College of Pharmacy & Institute of Pharmaceutical Science and Technology, Hanyang University, 55 Hanyangdaehak-ro, Sangnok-gu, Ansan 426-791, South Korea; Pharmaceutical Research Centre, Hanmi Pharm. Co., Paltan-myeon, 893-5 Hwaseong, Gyeonggi-Do 445-913, South Korea.
College of Pharmacy & Institute of Pharmaceutical Science and Technology, Hanyang University, 55 Hanyangdaehak-ro, Sangnok-gu, Ansan 426-791, South Korea.
Int J Pharm. 2015 Jul 25;490(1-2):273-80. doi: 10.1016/j.ijpharm.2015.05.059. Epub 2015 May 27.
The objective of this study was to develop a novel fenofibric acid-loaded controlled release pellet showing enhanced, or equivalent to, bioavailability compared with two commercially available products containing fenofibrate or choline fenofibrate. The effect of solubilizing agents on drug solubility and the impact of fillers on core properties were investigated. Among them, magnesium carbonate most improved drug solubility, and κ-carrageenan provided the best spherical cores. The fenofibric acid-loaded pellet was prepared with magnesium carbonate and κ-carrageenan employing the extrusion/spheronizing technique followed by coating with ethylcellulose. Furthermore, dissolution and pharmacokinetic study in beagle dogs were performed compared to the fenofibrate-loaded commercial tablet (FCT) and choline fenofibrate-loaded commercial mini-tablet (CFCM). This fenofibric acid-loaded pellet showed controlled release of the drug in phosphate buffer (pH 6.8) and 0.025 M sodium laurylsulfate within 4h. Furthermore, this pellet and CFCM exhibited similar dissolution profiles. Plasma concentrations greater than 1,000 ng/ml were maintained from 30 min to 8h, suggesting a sustained release pattern. Also, the fenofibric acid-loaded pellet gave significantly higher AUC and Cmax values than FCT, indicating that it improved the bioavailability of fenofibrate due to enhanced solubility and sustained release. In addition, this pellet and CFCM were not significantly different in terms of pharmacokinetic parameters including AUC, Cmax and Tmax. Thus, this pellet was bioequivalent to CFCM in beagle dogs. In conclusion, this fenofibric acid-loaded controlled release pellet would be a potential alternative to the choline fenofibrate-loaded commercial product.

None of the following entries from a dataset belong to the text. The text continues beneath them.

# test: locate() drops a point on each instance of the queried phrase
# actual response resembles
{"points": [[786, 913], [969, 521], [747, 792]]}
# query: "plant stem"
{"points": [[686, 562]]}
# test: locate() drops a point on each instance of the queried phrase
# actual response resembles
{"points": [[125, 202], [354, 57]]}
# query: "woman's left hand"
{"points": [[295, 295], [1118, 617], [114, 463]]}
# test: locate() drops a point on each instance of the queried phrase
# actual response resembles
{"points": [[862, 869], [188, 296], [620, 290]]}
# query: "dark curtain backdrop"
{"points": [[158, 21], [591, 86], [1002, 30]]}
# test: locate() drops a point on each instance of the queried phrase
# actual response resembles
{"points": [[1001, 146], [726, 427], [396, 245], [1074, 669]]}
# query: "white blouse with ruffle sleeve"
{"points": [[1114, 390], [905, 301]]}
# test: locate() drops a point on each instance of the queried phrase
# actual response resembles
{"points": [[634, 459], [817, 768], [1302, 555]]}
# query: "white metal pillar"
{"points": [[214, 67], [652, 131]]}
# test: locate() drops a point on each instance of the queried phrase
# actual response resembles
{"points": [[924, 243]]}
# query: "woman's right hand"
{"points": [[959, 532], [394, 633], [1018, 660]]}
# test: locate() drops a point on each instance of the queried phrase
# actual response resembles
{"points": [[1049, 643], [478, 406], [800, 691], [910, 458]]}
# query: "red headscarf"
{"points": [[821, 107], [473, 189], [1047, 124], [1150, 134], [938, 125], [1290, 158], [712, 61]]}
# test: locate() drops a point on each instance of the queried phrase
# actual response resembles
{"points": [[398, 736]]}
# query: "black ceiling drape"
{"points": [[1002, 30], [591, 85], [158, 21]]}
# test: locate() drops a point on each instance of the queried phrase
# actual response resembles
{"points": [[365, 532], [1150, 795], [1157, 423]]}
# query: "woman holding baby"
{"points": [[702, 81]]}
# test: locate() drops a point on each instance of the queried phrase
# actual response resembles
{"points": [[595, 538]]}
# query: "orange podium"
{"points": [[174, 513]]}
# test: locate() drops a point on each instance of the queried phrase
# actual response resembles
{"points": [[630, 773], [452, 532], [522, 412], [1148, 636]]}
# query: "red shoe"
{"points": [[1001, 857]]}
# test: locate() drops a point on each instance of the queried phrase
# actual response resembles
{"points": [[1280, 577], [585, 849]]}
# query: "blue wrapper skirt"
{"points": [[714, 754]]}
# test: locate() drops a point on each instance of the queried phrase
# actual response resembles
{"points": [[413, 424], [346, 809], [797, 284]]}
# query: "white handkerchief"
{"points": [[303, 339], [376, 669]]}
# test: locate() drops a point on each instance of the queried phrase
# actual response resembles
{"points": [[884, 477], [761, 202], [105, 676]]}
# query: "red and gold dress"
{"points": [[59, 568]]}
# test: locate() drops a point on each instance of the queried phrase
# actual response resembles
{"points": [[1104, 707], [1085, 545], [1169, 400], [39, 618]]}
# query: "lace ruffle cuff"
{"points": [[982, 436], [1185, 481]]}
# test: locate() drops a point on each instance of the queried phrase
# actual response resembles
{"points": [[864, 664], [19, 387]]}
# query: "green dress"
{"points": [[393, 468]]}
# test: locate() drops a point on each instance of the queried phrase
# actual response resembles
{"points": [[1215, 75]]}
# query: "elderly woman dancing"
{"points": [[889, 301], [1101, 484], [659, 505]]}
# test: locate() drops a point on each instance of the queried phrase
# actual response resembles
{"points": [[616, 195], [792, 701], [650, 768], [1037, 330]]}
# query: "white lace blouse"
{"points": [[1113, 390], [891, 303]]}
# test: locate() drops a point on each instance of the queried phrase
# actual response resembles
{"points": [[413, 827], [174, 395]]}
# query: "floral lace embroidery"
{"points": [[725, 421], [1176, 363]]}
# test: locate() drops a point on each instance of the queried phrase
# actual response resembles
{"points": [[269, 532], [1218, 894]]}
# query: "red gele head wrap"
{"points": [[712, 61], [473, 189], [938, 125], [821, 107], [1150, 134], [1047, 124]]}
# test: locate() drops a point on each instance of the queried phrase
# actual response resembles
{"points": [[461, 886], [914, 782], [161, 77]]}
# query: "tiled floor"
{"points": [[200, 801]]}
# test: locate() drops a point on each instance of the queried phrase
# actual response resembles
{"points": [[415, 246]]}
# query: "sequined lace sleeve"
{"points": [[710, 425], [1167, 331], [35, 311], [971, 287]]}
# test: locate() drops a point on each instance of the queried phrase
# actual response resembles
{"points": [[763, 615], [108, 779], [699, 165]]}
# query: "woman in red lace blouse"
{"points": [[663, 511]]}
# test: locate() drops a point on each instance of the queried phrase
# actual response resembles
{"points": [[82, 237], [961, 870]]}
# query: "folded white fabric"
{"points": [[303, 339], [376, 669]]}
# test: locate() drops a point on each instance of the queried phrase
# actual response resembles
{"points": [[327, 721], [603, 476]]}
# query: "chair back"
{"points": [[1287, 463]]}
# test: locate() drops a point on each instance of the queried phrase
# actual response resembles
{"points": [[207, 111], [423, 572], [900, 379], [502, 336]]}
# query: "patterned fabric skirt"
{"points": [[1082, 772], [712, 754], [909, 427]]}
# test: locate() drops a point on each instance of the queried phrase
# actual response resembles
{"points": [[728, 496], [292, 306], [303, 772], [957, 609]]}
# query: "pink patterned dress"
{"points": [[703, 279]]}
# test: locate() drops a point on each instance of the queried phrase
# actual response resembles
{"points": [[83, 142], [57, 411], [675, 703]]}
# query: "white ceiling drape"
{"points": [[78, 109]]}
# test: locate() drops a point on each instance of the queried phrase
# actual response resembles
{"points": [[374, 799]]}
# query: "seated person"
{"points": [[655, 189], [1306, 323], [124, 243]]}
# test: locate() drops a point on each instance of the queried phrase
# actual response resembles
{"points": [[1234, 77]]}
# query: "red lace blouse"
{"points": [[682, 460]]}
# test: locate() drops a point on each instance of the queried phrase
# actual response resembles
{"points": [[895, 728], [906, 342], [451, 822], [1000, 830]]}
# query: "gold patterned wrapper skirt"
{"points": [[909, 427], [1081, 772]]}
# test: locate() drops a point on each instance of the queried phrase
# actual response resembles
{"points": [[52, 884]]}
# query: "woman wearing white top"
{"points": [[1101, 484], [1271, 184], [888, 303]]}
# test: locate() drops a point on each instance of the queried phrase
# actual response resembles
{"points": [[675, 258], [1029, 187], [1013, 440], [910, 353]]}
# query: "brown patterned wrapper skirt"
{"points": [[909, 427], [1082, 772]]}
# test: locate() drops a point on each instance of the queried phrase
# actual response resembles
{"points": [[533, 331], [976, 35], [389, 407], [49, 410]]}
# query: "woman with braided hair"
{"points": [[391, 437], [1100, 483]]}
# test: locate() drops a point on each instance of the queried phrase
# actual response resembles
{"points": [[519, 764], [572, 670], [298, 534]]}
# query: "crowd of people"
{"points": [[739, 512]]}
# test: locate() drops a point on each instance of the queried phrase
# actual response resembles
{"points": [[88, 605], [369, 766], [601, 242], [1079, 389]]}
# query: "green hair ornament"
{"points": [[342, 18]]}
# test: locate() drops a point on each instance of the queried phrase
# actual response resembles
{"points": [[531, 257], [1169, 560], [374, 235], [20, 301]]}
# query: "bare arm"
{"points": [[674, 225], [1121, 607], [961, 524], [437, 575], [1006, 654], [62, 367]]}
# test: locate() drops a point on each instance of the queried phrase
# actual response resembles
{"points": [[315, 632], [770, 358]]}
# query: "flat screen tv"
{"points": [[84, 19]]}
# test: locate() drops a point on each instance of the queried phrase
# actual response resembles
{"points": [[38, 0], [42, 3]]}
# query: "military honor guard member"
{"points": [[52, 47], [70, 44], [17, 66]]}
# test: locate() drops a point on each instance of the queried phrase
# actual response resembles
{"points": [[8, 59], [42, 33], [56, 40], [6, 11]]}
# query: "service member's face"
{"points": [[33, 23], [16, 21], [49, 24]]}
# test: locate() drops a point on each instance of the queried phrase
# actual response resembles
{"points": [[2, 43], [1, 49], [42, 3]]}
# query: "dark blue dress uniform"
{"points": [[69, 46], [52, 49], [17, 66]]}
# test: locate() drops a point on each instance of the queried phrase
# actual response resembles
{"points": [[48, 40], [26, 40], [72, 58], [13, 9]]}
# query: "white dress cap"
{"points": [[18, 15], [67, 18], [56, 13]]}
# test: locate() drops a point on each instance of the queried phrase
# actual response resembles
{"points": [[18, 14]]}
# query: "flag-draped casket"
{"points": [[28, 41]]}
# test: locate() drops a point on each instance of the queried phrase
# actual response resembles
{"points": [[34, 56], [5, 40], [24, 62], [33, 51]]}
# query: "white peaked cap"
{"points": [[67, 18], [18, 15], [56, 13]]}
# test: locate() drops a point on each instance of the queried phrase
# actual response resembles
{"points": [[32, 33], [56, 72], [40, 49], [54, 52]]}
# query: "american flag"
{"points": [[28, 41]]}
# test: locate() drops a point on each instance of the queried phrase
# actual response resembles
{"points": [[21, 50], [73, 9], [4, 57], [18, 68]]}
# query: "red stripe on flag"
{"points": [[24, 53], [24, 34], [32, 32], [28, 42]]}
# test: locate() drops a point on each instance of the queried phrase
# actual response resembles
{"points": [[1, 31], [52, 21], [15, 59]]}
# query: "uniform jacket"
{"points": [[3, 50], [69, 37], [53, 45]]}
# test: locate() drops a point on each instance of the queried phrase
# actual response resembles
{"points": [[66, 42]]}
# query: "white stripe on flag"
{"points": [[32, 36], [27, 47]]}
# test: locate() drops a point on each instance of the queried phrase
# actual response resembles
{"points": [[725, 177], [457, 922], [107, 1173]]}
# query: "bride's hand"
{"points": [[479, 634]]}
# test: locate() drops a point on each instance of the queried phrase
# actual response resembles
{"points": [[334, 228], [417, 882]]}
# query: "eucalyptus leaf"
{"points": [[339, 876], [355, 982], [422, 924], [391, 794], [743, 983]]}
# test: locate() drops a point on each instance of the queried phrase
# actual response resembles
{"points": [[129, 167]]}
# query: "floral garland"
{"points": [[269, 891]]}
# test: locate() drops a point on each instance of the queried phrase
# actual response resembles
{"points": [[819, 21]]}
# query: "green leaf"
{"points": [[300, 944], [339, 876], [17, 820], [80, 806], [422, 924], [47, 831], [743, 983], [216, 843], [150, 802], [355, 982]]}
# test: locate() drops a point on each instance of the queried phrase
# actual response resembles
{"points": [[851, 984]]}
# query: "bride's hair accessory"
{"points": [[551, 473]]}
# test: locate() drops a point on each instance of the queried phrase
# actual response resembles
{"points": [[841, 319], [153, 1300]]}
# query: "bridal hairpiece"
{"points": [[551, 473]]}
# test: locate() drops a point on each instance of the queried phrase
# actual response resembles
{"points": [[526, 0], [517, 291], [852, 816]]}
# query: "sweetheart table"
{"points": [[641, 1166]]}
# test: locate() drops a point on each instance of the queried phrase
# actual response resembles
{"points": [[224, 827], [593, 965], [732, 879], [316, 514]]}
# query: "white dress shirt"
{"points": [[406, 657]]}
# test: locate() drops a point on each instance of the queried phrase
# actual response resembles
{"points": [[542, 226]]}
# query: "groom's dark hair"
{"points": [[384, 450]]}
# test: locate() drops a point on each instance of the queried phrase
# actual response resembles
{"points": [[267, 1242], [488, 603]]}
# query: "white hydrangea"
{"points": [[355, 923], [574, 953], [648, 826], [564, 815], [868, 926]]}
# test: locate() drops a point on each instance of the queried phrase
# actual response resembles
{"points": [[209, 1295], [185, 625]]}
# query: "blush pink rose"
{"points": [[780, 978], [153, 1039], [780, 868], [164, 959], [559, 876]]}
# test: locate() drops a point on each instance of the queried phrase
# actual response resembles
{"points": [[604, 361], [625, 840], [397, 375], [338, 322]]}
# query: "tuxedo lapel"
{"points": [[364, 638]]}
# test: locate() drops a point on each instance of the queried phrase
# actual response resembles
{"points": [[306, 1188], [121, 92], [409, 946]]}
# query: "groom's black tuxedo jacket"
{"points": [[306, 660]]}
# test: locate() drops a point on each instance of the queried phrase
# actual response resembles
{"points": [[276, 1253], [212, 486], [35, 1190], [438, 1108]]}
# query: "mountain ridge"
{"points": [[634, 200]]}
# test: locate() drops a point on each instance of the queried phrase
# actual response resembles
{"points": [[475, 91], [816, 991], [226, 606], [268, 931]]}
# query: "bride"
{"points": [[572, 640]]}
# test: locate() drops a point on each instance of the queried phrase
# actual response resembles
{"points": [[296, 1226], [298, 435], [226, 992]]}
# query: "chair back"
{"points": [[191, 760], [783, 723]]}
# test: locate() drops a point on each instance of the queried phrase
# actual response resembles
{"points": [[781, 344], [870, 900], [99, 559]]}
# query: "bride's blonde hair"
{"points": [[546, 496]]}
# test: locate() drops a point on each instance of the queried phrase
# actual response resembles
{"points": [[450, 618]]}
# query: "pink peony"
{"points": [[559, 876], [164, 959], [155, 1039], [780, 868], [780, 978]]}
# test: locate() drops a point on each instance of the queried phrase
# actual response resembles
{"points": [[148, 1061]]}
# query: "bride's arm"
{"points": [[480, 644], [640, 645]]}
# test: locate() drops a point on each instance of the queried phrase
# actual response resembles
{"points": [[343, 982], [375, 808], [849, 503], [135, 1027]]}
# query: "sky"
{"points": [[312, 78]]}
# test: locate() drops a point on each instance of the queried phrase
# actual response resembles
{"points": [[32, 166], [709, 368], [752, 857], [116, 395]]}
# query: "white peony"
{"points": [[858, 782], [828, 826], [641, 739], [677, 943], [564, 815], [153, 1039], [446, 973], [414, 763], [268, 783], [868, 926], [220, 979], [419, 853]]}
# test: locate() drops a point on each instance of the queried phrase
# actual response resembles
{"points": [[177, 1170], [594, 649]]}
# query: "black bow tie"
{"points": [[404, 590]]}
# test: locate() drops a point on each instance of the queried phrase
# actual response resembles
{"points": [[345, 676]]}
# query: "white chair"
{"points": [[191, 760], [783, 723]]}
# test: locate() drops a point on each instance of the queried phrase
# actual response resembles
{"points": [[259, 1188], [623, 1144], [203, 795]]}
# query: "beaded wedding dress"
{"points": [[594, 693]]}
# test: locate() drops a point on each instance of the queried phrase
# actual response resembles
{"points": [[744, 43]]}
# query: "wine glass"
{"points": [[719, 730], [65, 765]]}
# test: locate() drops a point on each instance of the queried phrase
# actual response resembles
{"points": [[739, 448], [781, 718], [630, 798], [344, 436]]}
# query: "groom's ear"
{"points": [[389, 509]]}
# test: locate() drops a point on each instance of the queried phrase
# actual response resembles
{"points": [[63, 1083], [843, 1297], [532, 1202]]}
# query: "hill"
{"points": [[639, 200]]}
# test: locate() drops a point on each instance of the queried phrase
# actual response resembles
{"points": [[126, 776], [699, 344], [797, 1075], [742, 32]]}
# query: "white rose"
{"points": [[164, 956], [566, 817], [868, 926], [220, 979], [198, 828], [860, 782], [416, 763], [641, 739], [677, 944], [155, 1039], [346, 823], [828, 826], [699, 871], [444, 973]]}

本研究旨在开发一种新型的非诺贝特酸控释微丸,与含有非诺贝特或胆碱非诺贝特的两种市售产品相比,显示出增强或等效的生物利用度。考察了增溶剂对药物溶解度的影响以及赋形剂对核心性质的影响。其中,碳酸镁最能提高药物溶解度,κ-卡拉胶提供了最好的球形核心。采用挤出/滚圆技术,用碳酸镁和κ-卡拉胶将非诺贝特酸制成载药微丸,然后用乙基纤维素进行包衣。此外,与非诺贝特载药市售片剂(FCT)和胆碱非诺贝特载药市售迷你片剂(CFCM)进行了溶出度和药代动力学研究。该非诺贝特酸载药微丸在磷酸盐缓冲液(pH6.8)和 0.025 M 十二烷基硫酸钠中 4 小时内可控制药物释放。此外,该微丸和 CFCM 具有相似的溶出曲线。从 30 分钟到 8 小时,血浆浓度保持在 1000ng/ml 以上,表明呈持续释放模式。此外,非诺贝特酸载药微丸的 AUC 和 Cmax 值明显高于 FCT,表明由于溶解度提高和持续释放,其生物利用度得到改善。此外,该微丸和 CFCM 在 AUC、Cmax 和 Tmax 等药代动力学参数方面没有显著差异。因此,该微丸在比格犬中与 CFCM 生物等效。总之,该非诺贝特酸控释微丸可能是胆碱非诺贝特载药市售产品的一种替代选择。